Por que tanta impunidade que envergonha o Brasil no exterior? O senhor ministro ignora que até o Papa já pediu o fim da violência no campo brasileiro? Por que o senhor, tão exigente quanto ao cumprimento da lei, não exige do governo um salário mínimo capaz de atender as necessidades de uma família quanto a educação, saúde, transporte, habitação, alimentação e lazer, conforme determina a Constituição brasileira?

Perguntamos por que o senhor, como ministro da Justiça, não faz cumprir a Lei n° 4.504, de 30.11.84 (Estatuto da Terra), que assegura a todos os brasileiros o acesso à propriedade da terra, condicionada pela sua função social? Perguntamos por que o senhor, como ministro da Justiça, não aplica a Lei Delegada n° 4 contra os fazendeiros que escondem o gado?

O senhor não sabe que é dever do Estado zelar pelo abastecimento da população? Senhor Paulo Brossard, gostaríamos de dizer também que seu comportamento em relação aos sem-terra da Fazenda Annoni não nos surpreende, afinal, os acontecimentos em Leme (SP), são recentes. Sobre o Leme, o senhor mentiu culpando quem não teve culpa para acobertar o verdadeiro culpado: o Estado.
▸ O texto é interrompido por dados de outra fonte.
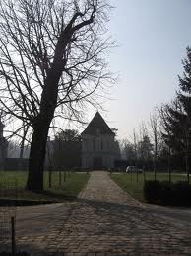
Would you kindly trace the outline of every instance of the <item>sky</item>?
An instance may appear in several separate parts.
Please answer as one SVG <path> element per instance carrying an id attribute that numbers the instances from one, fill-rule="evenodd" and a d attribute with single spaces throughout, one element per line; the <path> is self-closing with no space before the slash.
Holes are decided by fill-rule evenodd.
<path id="1" fill-rule="evenodd" d="M 131 139 L 133 128 L 149 122 L 155 107 L 169 103 L 178 90 L 181 60 L 191 46 L 191 1 L 110 2 L 115 8 L 108 29 L 118 46 L 108 62 L 119 78 L 100 113 L 119 139 Z"/>

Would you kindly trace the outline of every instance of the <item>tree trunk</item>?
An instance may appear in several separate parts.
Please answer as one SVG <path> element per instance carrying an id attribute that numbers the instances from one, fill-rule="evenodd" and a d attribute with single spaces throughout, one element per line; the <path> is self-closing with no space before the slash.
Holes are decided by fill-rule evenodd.
<path id="1" fill-rule="evenodd" d="M 168 165 L 168 179 L 169 179 L 169 182 L 171 183 L 171 150 L 170 150 L 170 148 L 168 148 L 167 165 Z"/>
<path id="2" fill-rule="evenodd" d="M 188 156 L 188 152 L 186 152 L 185 155 L 185 162 L 186 162 L 186 176 L 187 176 L 187 182 L 189 184 L 190 182 L 190 176 L 189 176 L 189 156 Z"/>
<path id="3" fill-rule="evenodd" d="M 27 182 L 27 189 L 31 191 L 43 190 L 43 168 L 50 122 L 48 119 L 40 120 L 33 128 Z"/>

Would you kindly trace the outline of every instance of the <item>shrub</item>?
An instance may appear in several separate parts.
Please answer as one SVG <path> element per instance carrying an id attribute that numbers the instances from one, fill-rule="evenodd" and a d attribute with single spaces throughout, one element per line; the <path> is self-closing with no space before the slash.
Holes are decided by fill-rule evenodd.
<path id="1" fill-rule="evenodd" d="M 144 197 L 149 203 L 191 206 L 191 185 L 179 181 L 146 181 L 144 184 Z"/>

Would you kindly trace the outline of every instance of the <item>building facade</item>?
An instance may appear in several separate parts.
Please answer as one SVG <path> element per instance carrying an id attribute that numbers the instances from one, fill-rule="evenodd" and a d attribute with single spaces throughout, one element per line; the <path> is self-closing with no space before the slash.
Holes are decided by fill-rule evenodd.
<path id="1" fill-rule="evenodd" d="M 81 138 L 82 168 L 98 170 L 114 167 L 114 161 L 119 157 L 115 133 L 98 112 L 82 132 Z"/>

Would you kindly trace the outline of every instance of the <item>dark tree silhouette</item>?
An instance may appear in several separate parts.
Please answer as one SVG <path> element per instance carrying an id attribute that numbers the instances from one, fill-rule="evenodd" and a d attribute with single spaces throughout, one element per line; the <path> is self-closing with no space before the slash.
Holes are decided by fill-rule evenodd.
<path id="1" fill-rule="evenodd" d="M 104 0 L 0 2 L 0 104 L 31 127 L 29 190 L 43 190 L 51 124 L 78 120 L 83 104 L 95 103 L 96 89 L 111 79 L 104 61 L 113 46 L 105 36 L 109 10 Z"/>

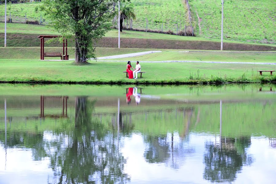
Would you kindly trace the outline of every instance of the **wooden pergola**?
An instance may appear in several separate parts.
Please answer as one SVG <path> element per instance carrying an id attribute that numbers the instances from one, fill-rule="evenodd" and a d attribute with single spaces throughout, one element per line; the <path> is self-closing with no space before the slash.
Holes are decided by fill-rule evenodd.
<path id="1" fill-rule="evenodd" d="M 44 59 L 45 57 L 60 57 L 61 60 L 68 60 L 69 56 L 67 54 L 67 40 L 64 38 L 63 43 L 63 52 L 44 52 L 44 38 L 53 38 L 61 37 L 61 36 L 40 35 L 40 59 Z M 66 46 L 65 45 L 66 43 Z M 65 50 L 65 51 L 64 51 Z M 64 53 L 65 52 L 65 53 Z"/>

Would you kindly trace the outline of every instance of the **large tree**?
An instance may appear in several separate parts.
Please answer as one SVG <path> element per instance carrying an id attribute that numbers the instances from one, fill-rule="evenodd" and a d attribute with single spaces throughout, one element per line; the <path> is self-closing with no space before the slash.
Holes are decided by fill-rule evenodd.
<path id="1" fill-rule="evenodd" d="M 121 2 L 130 0 L 121 0 Z M 75 61 L 95 58 L 96 42 L 110 29 L 118 0 L 44 0 L 42 9 L 50 26 L 67 38 L 74 36 Z"/>

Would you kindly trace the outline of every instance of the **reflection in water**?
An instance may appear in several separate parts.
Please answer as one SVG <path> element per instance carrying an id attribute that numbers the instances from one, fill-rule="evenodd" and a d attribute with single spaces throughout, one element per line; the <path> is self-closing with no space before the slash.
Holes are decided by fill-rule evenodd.
<path id="1" fill-rule="evenodd" d="M 2 104 L 5 99 L 5 110 L 0 107 L 0 161 L 5 163 L 0 180 L 13 179 L 9 173 L 24 175 L 26 182 L 38 178 L 27 168 L 22 167 L 22 174 L 10 169 L 13 152 L 23 151 L 47 175 L 41 183 L 248 179 L 247 172 L 270 169 L 276 162 L 272 156 L 276 154 L 275 94 L 260 93 L 258 86 L 146 86 L 143 94 L 141 88 L 130 87 L 127 103 L 120 104 L 125 100 L 123 87 L 100 87 L 93 95 L 49 94 L 40 99 L 0 96 Z M 105 93 L 111 91 L 112 95 Z M 262 155 L 256 153 L 259 140 L 269 142 Z M 263 158 L 271 162 L 258 163 Z M 25 164 L 24 159 L 15 165 Z M 134 160 L 139 161 L 134 164 Z M 48 168 L 52 173 L 44 171 Z M 268 176 L 266 183 L 275 179 L 270 171 L 262 173 Z"/>

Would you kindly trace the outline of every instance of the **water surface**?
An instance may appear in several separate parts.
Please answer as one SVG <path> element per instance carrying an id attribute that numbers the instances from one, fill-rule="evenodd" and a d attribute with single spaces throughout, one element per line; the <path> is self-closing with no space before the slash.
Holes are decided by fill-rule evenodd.
<path id="1" fill-rule="evenodd" d="M 0 84 L 0 183 L 275 183 L 275 90 Z"/>

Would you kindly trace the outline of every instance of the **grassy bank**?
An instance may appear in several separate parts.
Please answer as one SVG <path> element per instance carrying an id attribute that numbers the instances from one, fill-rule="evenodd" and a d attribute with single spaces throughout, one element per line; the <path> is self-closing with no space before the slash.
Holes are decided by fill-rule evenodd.
<path id="1" fill-rule="evenodd" d="M 3 24 L 0 23 L 0 43 L 4 43 Z M 7 45 L 10 47 L 38 47 L 40 45 L 37 36 L 39 35 L 56 35 L 45 26 L 26 25 L 22 24 L 7 24 Z M 118 32 L 111 30 L 96 46 L 98 47 L 118 47 Z M 141 32 L 124 31 L 121 34 L 121 47 L 159 49 L 186 49 L 219 50 L 220 40 L 198 37 L 182 36 Z M 74 46 L 72 40 L 69 46 Z M 56 43 L 46 44 L 46 47 L 60 47 Z M 245 44 L 237 41 L 225 40 L 225 50 L 273 51 L 276 45 L 273 44 Z"/>
<path id="2" fill-rule="evenodd" d="M 141 63 L 145 72 L 137 80 L 126 78 L 125 62 L 92 62 L 76 66 L 68 61 L 0 60 L 0 81 L 8 82 L 110 84 L 184 84 L 276 82 L 275 74 L 260 76 L 258 70 L 274 66 L 205 63 Z M 173 75 L 172 74 L 174 74 Z"/>
<path id="3" fill-rule="evenodd" d="M 157 50 L 162 52 L 108 60 L 122 61 L 173 60 L 276 63 L 276 53 L 269 52 L 229 52 L 220 51 L 187 52 L 180 50 L 115 48 L 97 48 L 95 51 L 96 56 L 100 57 Z M 60 48 L 48 47 L 45 48 L 45 50 L 47 52 L 62 52 Z M 0 47 L 0 59 L 40 59 L 40 47 Z M 70 59 L 75 58 L 74 48 L 69 48 L 68 53 Z M 60 58 L 45 57 L 45 59 L 58 59 Z"/>
<path id="4" fill-rule="evenodd" d="M 205 38 L 219 38 L 221 0 L 189 0 L 196 33 Z M 225 1 L 224 38 L 263 43 L 276 43 L 276 2 L 274 0 Z M 198 16 L 198 18 L 197 15 Z"/>

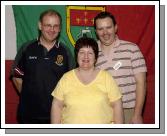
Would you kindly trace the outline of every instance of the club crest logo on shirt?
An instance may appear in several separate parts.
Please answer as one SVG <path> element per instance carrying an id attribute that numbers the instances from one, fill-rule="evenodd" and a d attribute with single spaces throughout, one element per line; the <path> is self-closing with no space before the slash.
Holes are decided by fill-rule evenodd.
<path id="1" fill-rule="evenodd" d="M 57 55 L 55 63 L 59 66 L 63 65 L 63 55 Z"/>

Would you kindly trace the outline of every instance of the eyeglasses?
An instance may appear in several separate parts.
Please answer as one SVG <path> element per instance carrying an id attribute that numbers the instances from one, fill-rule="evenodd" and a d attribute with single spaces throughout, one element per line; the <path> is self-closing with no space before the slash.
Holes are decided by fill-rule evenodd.
<path id="1" fill-rule="evenodd" d="M 44 28 L 45 29 L 59 29 L 60 28 L 60 25 L 50 25 L 50 24 L 43 24 Z"/>

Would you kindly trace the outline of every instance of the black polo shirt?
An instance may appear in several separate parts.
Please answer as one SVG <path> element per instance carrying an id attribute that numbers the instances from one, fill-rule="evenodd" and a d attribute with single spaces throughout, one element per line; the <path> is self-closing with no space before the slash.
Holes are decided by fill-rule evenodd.
<path id="1" fill-rule="evenodd" d="M 14 74 L 23 79 L 19 115 L 22 120 L 50 119 L 51 92 L 62 75 L 72 69 L 67 49 L 56 43 L 50 51 L 35 41 L 17 55 Z"/>

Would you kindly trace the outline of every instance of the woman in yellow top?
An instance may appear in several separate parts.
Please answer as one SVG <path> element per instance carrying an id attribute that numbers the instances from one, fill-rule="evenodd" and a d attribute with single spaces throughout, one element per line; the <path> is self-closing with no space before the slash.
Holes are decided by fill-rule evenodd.
<path id="1" fill-rule="evenodd" d="M 111 75 L 95 69 L 98 45 L 82 37 L 75 45 L 78 67 L 64 74 L 52 92 L 51 123 L 123 123 L 121 93 Z"/>

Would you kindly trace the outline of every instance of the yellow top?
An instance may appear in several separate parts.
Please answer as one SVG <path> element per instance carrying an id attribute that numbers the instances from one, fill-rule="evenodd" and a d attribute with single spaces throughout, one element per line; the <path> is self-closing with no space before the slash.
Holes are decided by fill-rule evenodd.
<path id="1" fill-rule="evenodd" d="M 52 96 L 64 102 L 63 124 L 113 123 L 111 103 L 121 98 L 121 93 L 111 75 L 101 70 L 96 78 L 84 85 L 71 70 L 63 75 Z"/>

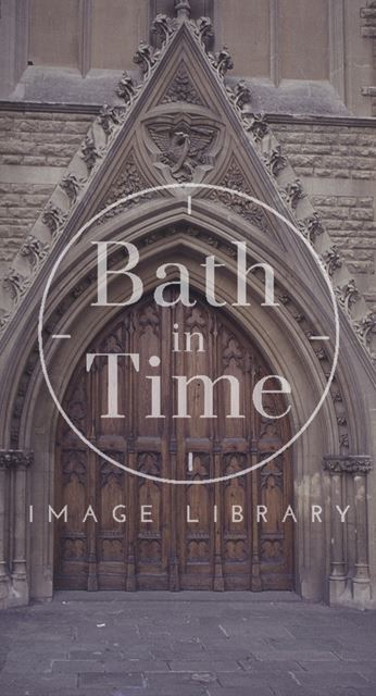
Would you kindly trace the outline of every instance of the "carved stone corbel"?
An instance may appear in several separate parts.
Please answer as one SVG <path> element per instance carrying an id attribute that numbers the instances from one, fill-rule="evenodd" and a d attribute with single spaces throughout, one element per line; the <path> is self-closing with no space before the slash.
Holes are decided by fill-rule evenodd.
<path id="1" fill-rule="evenodd" d="M 209 53 L 208 55 L 221 79 L 224 79 L 226 73 L 234 67 L 234 61 L 227 46 L 224 46 L 222 51 Z"/>
<path id="2" fill-rule="evenodd" d="M 29 260 L 33 271 L 36 271 L 45 261 L 48 250 L 48 244 L 43 244 L 40 239 L 34 237 L 34 235 L 27 235 L 21 247 L 20 253 L 22 257 Z"/>
<path id="3" fill-rule="evenodd" d="M 97 160 L 100 158 L 100 152 L 97 150 L 91 135 L 87 135 L 84 140 L 84 145 L 82 147 L 82 158 L 87 166 L 88 173 L 90 174 Z"/>
<path id="4" fill-rule="evenodd" d="M 0 581 L 8 577 L 9 570 L 15 589 L 27 599 L 26 582 L 26 469 L 33 463 L 33 452 L 20 449 L 0 450 Z M 5 495 L 7 472 L 14 471 L 14 536 L 13 558 L 7 559 L 5 547 Z M 16 586 L 15 586 L 16 585 Z"/>
<path id="5" fill-rule="evenodd" d="M 342 510 L 350 501 L 343 499 L 343 475 L 351 475 L 353 481 L 354 515 L 355 515 L 355 566 L 351 577 L 352 600 L 364 606 L 371 598 L 369 560 L 367 543 L 367 495 L 366 474 L 372 471 L 371 457 L 364 455 L 349 455 L 344 457 L 325 457 L 324 471 L 330 475 L 330 538 L 331 561 L 329 575 L 330 601 L 341 601 L 344 597 L 349 569 L 346 560 L 346 526 L 337 513 L 339 506 Z"/>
E ao mentir, ministro, o senhor cometeu crime de injúria, calúnia e difamação, imputando culpa em quem não teve culpa para esconder o culpado do bárbaro assassinato de dois inocentes trabalhadores. Estamos nos dirigindo ao senhor não para pedir uma solução aos acampados da Fazenda Annoni. Nós queremos é lhe pedir para que deixe de ser ministro das leis injustas, ministro dos fazendeiros, ministro do boi gordo, ministro do capital. Queremos, enfim, que deixe de ser ministro. Agindo assim, estarás dando a sua maior contribuição para o desenvolvimento de uma sociedade democrática em nosso país. São Paulo, 30 de setembro de 1986.

A situação dos acampados, até aquele momento (novembro de 1986), continuava tensa. A ação da polícia na área imprimia verdadeira ação militar de
guerra, com helicópteros sobrevoando em rasante no acampamento, revistas que chegam ser humilhantes aos que entravam ou saíam do acampamento, e isolamento com ostensivas barreiras.

São nacos de carne ferida e de histórias que não mais são encontradas nas páginas virtuais dos sites de agora, só possíveis de ser recuperadas nas caixas dos arquivos e da memória de outrora que os sem-terra ainda guardam dentro de si ou transmitem a seus filhos e netos, dando-lhes ânimo para continuar na luta.

Brasilândia/MS, 03 de setembro de 2021.


Publicado originalmente sob o título Annoni: a violência institucionalizada, no jornal Enfoque, Dourados/MS, 8 a 14 de novembro de 1986. Também em DUTRA, C.A.S. Razão e Utopia, textos rebeldes, Andradina/SP, LC Artes Gráficas, 1998, p. 50.